De acordo com a listagem, relativa ao mês de Fevereiro, 48 destas entidades não cumpriram a norma legal que proíbe que os compromissos assumidos ultrapassem os fundos disponíveis. É o caso do Conselho Superior de Magistratura, do Instituto Turismo de Portugal ou da Universidade dos Açores. Deste grupo fazem também parte 13 entidades públicas ligadas ao sector da saúde, como o Centro Hospitalar do Oeste e o Hospital Garcia da Orta.

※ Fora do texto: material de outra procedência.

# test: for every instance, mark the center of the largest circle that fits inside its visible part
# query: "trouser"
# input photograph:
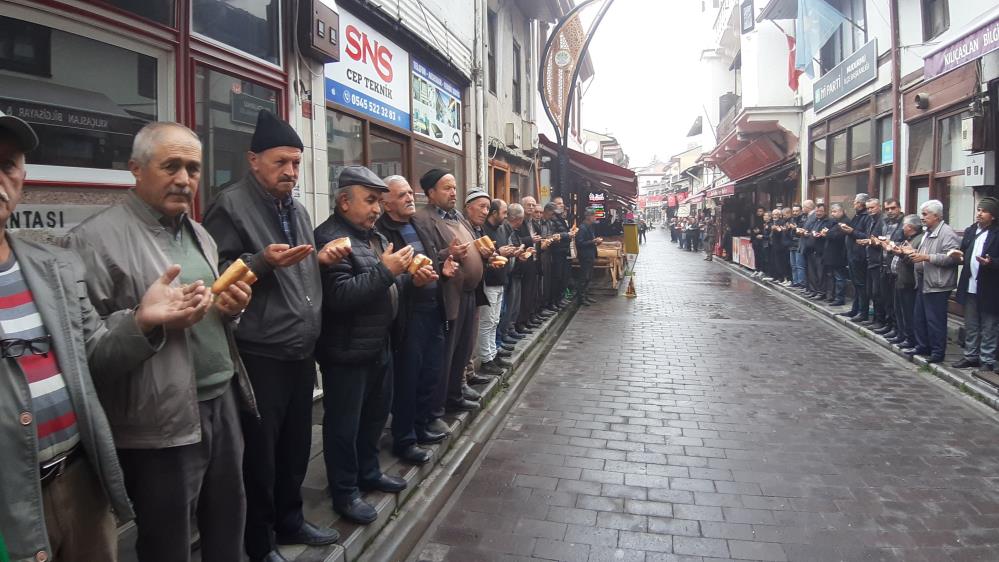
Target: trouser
(981, 330)
(929, 320)
(873, 286)
(583, 282)
(277, 448)
(512, 296)
(356, 402)
(798, 266)
(460, 344)
(417, 371)
(489, 316)
(205, 479)
(905, 302)
(858, 276)
(835, 281)
(78, 516)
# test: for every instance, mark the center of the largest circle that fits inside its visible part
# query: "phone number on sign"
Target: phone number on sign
(376, 108)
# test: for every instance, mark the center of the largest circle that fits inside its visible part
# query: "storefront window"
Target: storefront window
(248, 25)
(951, 155)
(85, 99)
(819, 158)
(226, 113)
(844, 189)
(344, 144)
(921, 146)
(160, 11)
(860, 145)
(838, 162)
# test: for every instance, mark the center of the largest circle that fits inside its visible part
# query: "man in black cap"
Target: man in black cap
(361, 296)
(257, 220)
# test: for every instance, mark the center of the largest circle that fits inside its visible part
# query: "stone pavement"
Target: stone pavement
(711, 419)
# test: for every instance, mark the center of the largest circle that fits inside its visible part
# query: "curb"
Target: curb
(965, 382)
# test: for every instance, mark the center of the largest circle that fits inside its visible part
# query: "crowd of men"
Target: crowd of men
(133, 387)
(902, 269)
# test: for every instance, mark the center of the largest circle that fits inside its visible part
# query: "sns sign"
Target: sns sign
(372, 76)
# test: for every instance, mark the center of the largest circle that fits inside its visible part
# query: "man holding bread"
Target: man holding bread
(257, 220)
(175, 418)
(418, 337)
(361, 298)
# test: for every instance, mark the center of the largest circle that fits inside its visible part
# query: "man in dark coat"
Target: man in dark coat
(418, 342)
(978, 288)
(361, 295)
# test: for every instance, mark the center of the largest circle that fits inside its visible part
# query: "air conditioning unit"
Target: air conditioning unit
(512, 135)
(529, 136)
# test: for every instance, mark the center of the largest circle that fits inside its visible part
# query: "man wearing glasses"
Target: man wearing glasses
(61, 479)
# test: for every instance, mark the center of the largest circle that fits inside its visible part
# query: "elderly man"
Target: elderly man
(175, 419)
(936, 262)
(62, 486)
(978, 288)
(418, 338)
(462, 294)
(361, 297)
(257, 220)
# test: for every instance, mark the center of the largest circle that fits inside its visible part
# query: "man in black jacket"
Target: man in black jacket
(361, 296)
(418, 342)
(257, 219)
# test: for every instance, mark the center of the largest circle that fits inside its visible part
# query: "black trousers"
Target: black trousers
(168, 485)
(356, 402)
(418, 368)
(277, 448)
(461, 336)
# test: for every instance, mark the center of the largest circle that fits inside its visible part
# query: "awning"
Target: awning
(617, 181)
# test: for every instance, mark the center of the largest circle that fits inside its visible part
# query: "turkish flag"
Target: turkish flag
(792, 72)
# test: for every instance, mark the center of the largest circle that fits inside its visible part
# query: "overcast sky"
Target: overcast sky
(644, 91)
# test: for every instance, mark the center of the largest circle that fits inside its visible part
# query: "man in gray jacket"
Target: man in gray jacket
(174, 418)
(61, 478)
(936, 262)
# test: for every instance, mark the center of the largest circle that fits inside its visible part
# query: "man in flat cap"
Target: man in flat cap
(257, 220)
(361, 296)
(463, 293)
(62, 486)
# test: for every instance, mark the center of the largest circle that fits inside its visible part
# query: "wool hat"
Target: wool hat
(430, 179)
(476, 193)
(989, 205)
(23, 134)
(359, 175)
(272, 132)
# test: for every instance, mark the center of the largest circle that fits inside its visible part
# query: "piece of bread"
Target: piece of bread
(419, 260)
(233, 273)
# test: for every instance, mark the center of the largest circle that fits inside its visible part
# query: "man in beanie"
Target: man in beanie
(361, 300)
(257, 220)
(978, 288)
(462, 293)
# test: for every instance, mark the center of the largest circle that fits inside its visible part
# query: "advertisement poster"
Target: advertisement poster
(436, 107)
(372, 76)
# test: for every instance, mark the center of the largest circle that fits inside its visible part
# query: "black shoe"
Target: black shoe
(427, 437)
(272, 556)
(356, 510)
(463, 406)
(964, 363)
(309, 534)
(414, 454)
(387, 484)
(469, 393)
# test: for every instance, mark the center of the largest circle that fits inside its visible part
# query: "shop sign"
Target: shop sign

Há ainda outras 24 entidades que violaram a lei porque registavam pagamentos em atraso a fornecedores em Janeiro e não efectuaram o reporte dos fundos disponíveis no mês seguinte, refere a DGO. Este universo compreende, por exemplo, a Metro do Porto, o Teatro Nacional de São Carlos e dez autarquias, como Aveiro, Vila Real de Santo António e Setúbal.

A Lei dos Compromissos e Pagamentos em Atrasado foi criada pelo actual Governo, na sequência do memorando de entendimento negociado com a troika, para impedir que as entidades públicas assumam despesa que não conseguem suportar ou acumulem pagamentos em atraso aos fornecedores.

Todos os meses, a DGO publica a lista de entidades que violam as normas legais previstas. No entanto, este organismo não disponibiliza dados relativos aos meses anteriores, o que impede análises comparativas.